— Тебе помочь? — спросил Джон.
Наоми покачала головой. Корабль снова накренился, и она, потеряв равновесие, рухнула на диван, чуть не раздавив ноутбук Джона.
— Думаю, у меня осталось примерно минуты четыре на то, чтобы разобрать вещи. Потом меня стошнит.
— Мне тоже нехорошо, — сказал Джон. К стене прямо перед ним были прикреплены правила безопасности и картинка, показывающая, как правильно надевать спасательный жилет.
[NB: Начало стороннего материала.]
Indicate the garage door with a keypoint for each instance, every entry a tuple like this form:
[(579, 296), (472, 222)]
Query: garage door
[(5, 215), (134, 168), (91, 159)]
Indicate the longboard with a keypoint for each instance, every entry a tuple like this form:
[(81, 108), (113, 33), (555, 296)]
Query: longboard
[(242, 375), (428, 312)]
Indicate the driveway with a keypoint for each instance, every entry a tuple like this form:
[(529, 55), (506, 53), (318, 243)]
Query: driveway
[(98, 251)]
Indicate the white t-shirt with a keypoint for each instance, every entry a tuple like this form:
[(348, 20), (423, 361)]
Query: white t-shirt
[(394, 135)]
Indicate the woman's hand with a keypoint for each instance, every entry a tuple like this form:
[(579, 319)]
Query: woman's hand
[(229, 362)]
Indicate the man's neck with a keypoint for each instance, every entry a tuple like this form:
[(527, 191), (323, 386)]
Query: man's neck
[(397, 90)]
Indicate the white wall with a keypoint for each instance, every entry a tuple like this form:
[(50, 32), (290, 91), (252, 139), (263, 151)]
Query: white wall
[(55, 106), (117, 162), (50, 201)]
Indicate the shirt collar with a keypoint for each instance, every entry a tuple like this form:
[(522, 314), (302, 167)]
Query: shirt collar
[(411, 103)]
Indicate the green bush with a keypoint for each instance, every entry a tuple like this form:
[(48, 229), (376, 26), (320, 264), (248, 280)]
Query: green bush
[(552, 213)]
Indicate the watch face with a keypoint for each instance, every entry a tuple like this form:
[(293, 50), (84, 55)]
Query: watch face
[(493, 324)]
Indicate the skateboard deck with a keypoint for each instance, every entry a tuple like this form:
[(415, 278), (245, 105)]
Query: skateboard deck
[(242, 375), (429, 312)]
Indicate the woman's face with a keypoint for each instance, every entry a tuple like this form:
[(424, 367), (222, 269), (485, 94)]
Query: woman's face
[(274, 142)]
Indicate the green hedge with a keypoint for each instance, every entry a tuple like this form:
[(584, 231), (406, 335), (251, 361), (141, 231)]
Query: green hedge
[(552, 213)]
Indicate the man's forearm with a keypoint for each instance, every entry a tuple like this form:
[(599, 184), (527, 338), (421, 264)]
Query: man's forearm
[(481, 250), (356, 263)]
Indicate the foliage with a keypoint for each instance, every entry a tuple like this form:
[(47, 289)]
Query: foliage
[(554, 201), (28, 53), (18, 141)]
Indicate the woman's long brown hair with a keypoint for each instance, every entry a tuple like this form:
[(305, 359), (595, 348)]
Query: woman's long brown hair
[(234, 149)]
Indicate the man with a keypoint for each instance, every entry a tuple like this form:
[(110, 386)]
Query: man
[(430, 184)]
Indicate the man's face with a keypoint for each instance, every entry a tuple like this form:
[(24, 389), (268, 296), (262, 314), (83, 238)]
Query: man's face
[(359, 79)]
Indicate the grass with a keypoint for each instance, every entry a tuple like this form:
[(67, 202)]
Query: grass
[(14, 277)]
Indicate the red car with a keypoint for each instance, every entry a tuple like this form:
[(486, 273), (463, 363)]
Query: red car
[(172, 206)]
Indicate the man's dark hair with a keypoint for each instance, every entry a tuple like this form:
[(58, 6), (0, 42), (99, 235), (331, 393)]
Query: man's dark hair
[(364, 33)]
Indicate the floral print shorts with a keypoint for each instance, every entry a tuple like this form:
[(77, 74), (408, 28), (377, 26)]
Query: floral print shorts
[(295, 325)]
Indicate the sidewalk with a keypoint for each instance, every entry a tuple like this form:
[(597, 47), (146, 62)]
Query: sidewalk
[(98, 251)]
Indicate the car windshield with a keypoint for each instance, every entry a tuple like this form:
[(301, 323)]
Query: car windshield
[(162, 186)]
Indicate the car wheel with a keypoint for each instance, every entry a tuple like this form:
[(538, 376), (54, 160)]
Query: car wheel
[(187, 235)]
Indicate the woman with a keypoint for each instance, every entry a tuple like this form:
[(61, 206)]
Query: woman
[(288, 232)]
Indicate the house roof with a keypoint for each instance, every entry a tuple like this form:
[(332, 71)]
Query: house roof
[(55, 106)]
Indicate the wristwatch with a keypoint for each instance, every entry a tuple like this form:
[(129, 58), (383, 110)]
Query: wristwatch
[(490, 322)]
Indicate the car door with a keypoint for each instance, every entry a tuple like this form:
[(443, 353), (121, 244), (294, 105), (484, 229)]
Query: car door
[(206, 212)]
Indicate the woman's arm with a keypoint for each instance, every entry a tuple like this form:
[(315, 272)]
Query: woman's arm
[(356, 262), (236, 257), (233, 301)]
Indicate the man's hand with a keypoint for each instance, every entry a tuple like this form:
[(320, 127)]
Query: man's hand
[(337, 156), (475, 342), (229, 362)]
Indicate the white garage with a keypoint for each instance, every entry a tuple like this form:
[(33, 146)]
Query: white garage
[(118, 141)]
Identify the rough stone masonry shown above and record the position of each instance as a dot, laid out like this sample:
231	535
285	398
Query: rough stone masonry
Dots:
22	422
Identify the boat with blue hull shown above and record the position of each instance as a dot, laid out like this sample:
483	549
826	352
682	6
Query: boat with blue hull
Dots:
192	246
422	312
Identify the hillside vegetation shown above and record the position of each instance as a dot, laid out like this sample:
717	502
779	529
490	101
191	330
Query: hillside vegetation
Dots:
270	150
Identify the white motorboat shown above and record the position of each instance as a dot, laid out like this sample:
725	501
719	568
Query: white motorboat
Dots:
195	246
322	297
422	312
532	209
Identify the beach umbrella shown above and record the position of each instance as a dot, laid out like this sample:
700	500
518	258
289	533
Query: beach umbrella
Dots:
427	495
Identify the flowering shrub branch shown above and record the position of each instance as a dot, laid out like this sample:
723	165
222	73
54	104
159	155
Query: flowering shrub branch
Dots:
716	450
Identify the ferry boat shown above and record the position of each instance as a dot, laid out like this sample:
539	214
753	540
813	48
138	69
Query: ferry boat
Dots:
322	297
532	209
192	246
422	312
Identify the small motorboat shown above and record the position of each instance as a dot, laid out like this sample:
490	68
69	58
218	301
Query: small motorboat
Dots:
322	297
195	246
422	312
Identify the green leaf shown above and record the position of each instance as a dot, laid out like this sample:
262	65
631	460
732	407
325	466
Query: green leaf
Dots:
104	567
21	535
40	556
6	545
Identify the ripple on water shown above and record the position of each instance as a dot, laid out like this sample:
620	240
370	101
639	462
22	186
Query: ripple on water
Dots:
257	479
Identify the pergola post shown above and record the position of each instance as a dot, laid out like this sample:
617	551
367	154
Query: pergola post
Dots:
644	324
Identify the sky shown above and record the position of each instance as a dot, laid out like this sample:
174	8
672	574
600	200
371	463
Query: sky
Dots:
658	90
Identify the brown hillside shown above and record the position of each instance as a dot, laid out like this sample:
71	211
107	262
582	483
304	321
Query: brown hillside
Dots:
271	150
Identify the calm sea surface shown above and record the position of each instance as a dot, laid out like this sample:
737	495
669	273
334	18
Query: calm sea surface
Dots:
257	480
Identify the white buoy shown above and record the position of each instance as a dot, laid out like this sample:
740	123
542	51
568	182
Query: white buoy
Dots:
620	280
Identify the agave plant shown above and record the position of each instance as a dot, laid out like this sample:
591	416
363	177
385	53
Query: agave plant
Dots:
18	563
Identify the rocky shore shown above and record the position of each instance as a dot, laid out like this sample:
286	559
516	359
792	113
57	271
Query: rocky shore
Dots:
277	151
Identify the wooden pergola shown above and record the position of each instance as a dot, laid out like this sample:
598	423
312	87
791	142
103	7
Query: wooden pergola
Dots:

— Почему ты не примешь таблетку от укачивания? — спросила Наоми. — Тебе же можно.
— Если тебе нельзя, я тоже не стану. Буду страдать вместе с тобой.
— Мученик!
Наоми потянулась и поцеловала мужа в щеку. Его привычное тепло и терпкий, мускусный запах одеколона успокаивали. Джон словно излучал силу — и физическую, и моральную. Еще в школе она смотрела кино и понимала, что больше всего ее привлекают уверенные в себе, спокойные и умные мужчины — именно такого отца Наоми хотела бы иметь. Когда она впервые увидела Джона восемь лет назад в очереди у лыжного подъемника в Джексон-Хоуле в Вайоминге, она поразилась, до чего точно его образ совпадает с ее подростковыми мечтами. Удивительное сочетание внутренней силы и внешней привлекательности.
Она поцеловала его еще раз:
— Я люблю тебя, Джон.
Он заглянул в ее глаза — иногда зеленые, иногда карие, но всегда блестящие, всегда с искоркой, такие доверчивые, такие родные — и почувствовал, как от любви к ней стеснилось сердце.
— А я обожаю тебя, Наоми. Я тебя обожаю, и еще я тобой восхищаюсь.
Она грустно улыбнулась:
— Я тоже тобой восхищаюсь. Ты даже не догадываешься насколько.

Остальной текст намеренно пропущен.